Благополучно выехав на Пулковское шоссе, Виктор Павлович остановился у обочины и занялся своей внешностью. Изобразив с помощью марли и большого количества лейкопластыря обширную травму носа, он на всякий случай забинтовал еще и голову, сразу сделавшись похожим на раненого комиссара. «Ну и урод, — с отвращением глянул он на себя в зеркало. — Мать-покойница не узнала бы!» Внимательно осмотрев одежду, Башуров в который раз беспокойно глянул на часы, покачал головой и тронулся.
Сержант на КПП проводил ликвидатора долгим брезгливым взглядом, тормозить не стал, — чего с убогого поимеешь? А Виктор Павлович тем временем развернулся, сразу же ушел направо и взял курс на старый аэровокзал, нынче гордо именуемый международным аэропортом Пулково-2. Машину он запарковал в самом дальнем углу площадки, нацепил на обезображенную физиономию темные очки и, мастерски хромая на обе ноги сразу, поковылял в зал прибытия.
Самолет из Амстердама приземлился минут пятнадцать назад. Ощущая на себе недоуменные взгляды встречающих, Башуров присел на свободное место и осмотрелся. Люди были разные. Кто попроще, льнули к смотровым щелям в закрашенном стекле перегородки, с увлечением наблюдая за процессом таможенного шмона. Кто посостоятельней, из новых русских, нетерпеливо курили и переговаривались по сотовым телефонам. А солидный папик с двумя подбородками и четырьмя телохранителями вообще в зал не заходил — западло — и в ожидании самолета томился в лимузине, запаркованном под знаком «Остановка запрещена». Гаишный капитан из патрульного «жигуленка» посматривал в его сторону с ненавистью и разочарованием: с такого на кусок хлеба с маслом не обломится, как говорится, не трожь говно…

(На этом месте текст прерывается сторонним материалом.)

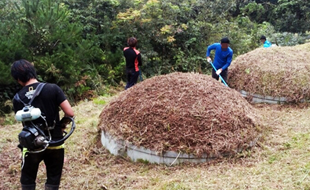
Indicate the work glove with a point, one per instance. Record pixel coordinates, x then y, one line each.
218 72
209 59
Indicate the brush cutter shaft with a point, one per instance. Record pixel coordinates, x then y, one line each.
219 74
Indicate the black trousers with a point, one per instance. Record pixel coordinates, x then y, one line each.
132 78
224 74
53 160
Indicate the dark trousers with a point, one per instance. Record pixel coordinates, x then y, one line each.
53 160
223 74
132 78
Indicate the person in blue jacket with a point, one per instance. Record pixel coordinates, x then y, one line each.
222 59
266 43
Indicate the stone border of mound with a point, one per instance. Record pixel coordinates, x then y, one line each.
257 98
136 154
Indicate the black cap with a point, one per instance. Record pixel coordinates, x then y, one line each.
225 40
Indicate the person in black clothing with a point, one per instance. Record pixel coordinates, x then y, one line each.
48 101
133 61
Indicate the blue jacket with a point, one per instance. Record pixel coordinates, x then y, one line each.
222 58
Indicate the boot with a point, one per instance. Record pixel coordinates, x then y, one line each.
51 187
29 187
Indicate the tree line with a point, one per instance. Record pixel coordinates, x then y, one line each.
78 43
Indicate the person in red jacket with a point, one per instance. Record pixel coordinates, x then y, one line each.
133 61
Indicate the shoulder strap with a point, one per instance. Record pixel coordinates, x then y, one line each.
36 93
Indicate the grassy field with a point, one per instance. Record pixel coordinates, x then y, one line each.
280 161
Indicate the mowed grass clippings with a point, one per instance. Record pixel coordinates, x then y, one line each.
182 112
276 72
281 161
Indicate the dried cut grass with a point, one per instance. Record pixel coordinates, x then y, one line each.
276 72
185 112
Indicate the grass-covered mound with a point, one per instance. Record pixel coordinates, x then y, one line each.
276 72
182 112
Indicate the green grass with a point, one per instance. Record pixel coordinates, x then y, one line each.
281 161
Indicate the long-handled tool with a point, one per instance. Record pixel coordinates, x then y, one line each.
140 75
219 74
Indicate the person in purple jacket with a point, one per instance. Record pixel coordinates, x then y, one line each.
222 58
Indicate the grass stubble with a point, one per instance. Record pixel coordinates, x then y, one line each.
279 161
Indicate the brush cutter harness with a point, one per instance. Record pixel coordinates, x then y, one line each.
32 135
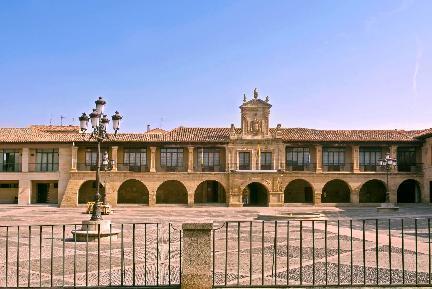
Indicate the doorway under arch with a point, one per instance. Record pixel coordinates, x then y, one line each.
409 192
336 191
132 192
171 192
373 191
209 192
298 191
255 194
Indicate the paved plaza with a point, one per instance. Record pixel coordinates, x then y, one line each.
246 250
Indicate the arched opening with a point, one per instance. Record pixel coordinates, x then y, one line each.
255 194
373 191
132 192
298 191
209 192
171 192
87 192
336 191
409 192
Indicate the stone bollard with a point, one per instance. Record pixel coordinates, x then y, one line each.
197 256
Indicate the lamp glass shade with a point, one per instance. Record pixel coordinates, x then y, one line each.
100 105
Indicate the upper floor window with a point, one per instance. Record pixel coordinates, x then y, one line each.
333 159
135 157
368 158
266 161
297 159
244 161
209 159
10 160
47 160
171 157
406 159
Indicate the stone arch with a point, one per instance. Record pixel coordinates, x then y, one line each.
132 192
336 191
172 192
210 191
373 191
409 192
298 191
87 192
255 194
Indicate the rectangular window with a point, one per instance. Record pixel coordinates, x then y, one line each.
406 159
209 159
47 160
333 159
135 159
368 158
10 161
172 158
244 161
297 159
266 161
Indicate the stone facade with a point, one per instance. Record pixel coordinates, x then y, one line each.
250 165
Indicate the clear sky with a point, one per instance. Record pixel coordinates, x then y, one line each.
324 64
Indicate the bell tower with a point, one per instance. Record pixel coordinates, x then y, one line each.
255 117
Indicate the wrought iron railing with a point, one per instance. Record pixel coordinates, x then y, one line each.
143 255
10 167
43 167
315 253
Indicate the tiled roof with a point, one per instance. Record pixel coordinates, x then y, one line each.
68 134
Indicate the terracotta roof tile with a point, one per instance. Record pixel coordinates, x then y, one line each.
68 134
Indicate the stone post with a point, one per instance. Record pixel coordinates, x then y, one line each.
355 158
114 157
190 159
318 158
197 256
152 159
74 158
25 160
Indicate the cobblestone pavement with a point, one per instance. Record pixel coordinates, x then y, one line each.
246 251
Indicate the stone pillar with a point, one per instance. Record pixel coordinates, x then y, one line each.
25 160
114 157
355 159
24 192
74 163
197 256
318 158
190 159
152 159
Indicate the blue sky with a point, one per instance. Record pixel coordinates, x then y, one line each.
324 64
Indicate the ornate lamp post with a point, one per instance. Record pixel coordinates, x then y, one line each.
388 163
99 123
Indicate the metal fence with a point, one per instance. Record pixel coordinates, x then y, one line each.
370 253
144 255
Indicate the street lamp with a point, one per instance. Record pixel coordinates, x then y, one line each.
99 122
388 163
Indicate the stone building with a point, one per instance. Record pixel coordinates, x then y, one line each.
250 165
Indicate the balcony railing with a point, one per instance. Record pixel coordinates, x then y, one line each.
309 167
172 169
86 167
10 167
43 167
409 168
337 167
215 168
122 167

Башуров прождал минут сорок. Наконец по толпе прокатилось: «Наши пошли», и показались первые счастливцы, благополучно миновавшие таможенные препоны родины. А вот и Мишаня, в длинном кожаном пальто, с густым хвостом на затылке. Борзый перехватил его на выходе:
— Виноват, вы будете Михаил Васильевич Берсеньев?
Глаза того недоуменно округлились, он открыл было рот, но Башуров не дал ему и слова сказать:
— Я Иван Трофимович, дядя Кати Петренко. — Он ухватил Мишаню за рукав и внезапно всхлипнул. — Беда с ней, Миша.
— Что… Случилось что-нибудь? — Берсеньев растерянно забегал глазами по лицу ликвидатора.
— В аварию мы попали вчера. — Виктор Павлович опять всхлипнул. — «КамАЗ» вылез на обгон. — Он замолчал и, сняв очки, начал тереть глаза. — Она, Миша, умирает. Позвоночник весь переломан… Просила, как ты прилетишь, привезти, хочет проститься.
Ликвидатор осторожно размазал по щекам слезы, опять нацепил очки.
— Где она? — Берсеньев посмотрел на часы, затем перевел взгляд на Башурова. — Куда ехать-то?